En zor devrim, zihinlerdeki devrimdir.
En tehlikeli yanlış, doğruya en yakın (en çok benzeyen) yanlıştır.
Önemli olan ne hissettiğin değil, ne yaptığındır.
Balzac: “Evet, Britanya İmparatorluğu’nun üzerinde güneş batmaz. Çünkü Tanrı bile, İngilizlere karanlıkta güvenmez!”
Cemil Meriç; “Bu memlekette sağcı-solcu, ilerici-gerici yoktur, bu memlekette namuslu ve namussuzlar vardır. Siz namuslulardan olun. Görecekseniz çok kalabalık olacaksınız.”
Merhum Necmettin Erbakan’ın olaylar karşısındaki tavrı şöyleydi;
1- Gayret; Hiç ümitsizliğe düşmeden elinden gelen her şeyi yapmak,
2- Tevekkül ve teslimiyet
3- Sonuca rıza göstermek ve hasıl olan sonucu, en hayırlı netice olarak görmek
Örneğin Refah Partisi Davasında, davanın siyasi olduğunu ve Partinin kapatılacağını bildiği halde çok titiz bir şekilde hazırlık yaptı. Bir Ramazan gününe denk gelen savunma sırasında, oruçlu ağzıyla saatlerce savunma yaptı. Ve beklenen siyasi sonuç geldiğinde, gayet olgun bir şekilde sonuca rıza gösterdi. O sonuçtan sonra eğer isteseydi, Türkiye’nin en kanlı iç savaşını başlatabilirdi.
Necmettin Erbakan’ın aktif siyaset yaptığı süre, yasaklı olduğu süreden daha azdır. Kurduğu 5 partiden 4’ü kapanmıştır. 40 yıllık siyasi hayatında sadece 6 ay Başbakanlık yapabilmiştir. Bu 6 ayda da çok önemli icraatlar gerçekleştirmesine rağmen, vaktinin çoğunu şeytan taşlamakla geçirmiştir. Bu açıdan bakıldığında Erbakan’ın başarısız bir siyasi hayatı olduğu söylenebilir. Süleyman Demirel’in ise siyasi hayatı başarılarla doludur. 6 kez gidip 7 kez gelmeyi başarmıştır. Ama her ikisinin cenazesini göz önüne getirdiğinizde ve bütün hayatımızın şerefli bir ölüm için olduğunu dikkate aldığınızda, kimin daha iyi ve başarılı bir hayat geçirdiğini anlayabilirsiniz.

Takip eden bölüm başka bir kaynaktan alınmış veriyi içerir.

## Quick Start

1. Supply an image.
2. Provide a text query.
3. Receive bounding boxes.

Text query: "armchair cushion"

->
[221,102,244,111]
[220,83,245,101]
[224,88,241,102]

Mısır, İran ve Türkiye, tarih boyunca hiç beraber bir masaya oturmamıştır. D-8, bu üç ülkeyi diğer beş ülke ile bir çatı altında bir araya getirebilmiştir. Hoca, başka meselelerden dolayı değil; İslam Dinarı, İslam Birliği, D-8 ve faiz konularındaki çıkışları yüzünden devrilmiştir.
Feraseti çok güçlü idi. Suriye’de bugün yaşananları, yıllar öncesinden görebilmişti.
Asla vaz geçmedi ve pes etmedi.
Erbakan’ın farkı, kültür emperyalizmini değiştirmeye çalışması; Aristo’nun yerine Gazali’yi, Galilo’nun yerine Biruni’yi koymasıdır.
Maalesef bugün üniversite mezunu binlerce gencimiz, hala Cemil Meriç’i bilmiyor. Çocuklara büyüyünce ne olacağı sorulduğunda; “Acun Ilıcalı” cevabının verildiği bir dönemden geçiyoruz.
Bizim insanımızın başarma arzusu var. İmkan verildiğinde ve uygun ortam oluşturulduğunda çok harika işler yapabilir. Tarihteki ilk insansız hava aracını, 1948 yılında Türk Hava Kurumu yapmış ve uçurmuştur. Ancak aynen Erbakan’ın ta 1960’ta yaptığı ilk yerli otomobil Devrim örneğinde karşılaşılan alaycı ve küçümseyici tutum, bu girişimi yarıda bıraktırmıştır. Bu alaycı tavır, son olarak yine yerli otomobil tartışmalarında görülmüştür (yerli Cadillac).
Küresel bir yalan dünyasının içindeyiz. Medyanın bizi yönlendirdiği şekilde savruluyoruz. Kaddafi’niz nasıl zalim olduğuna ilişkin haberlerin tüm medyada yer aldığı dönemde ve Kaddafi devrilmeden kısa süre önce, Güney Sudan’ın Kuzey Sudan’a saldırmasıyla bir haftada 2.000 Sudanlı öldürülmüştü. Ama haber bile olmadı. Güney Sudan Cumhurbaşkanının danışmanının İngiltere eski Başbakanı Tony Blair olduğunu bilirseniz, bu durumu anlayabilirsiniz.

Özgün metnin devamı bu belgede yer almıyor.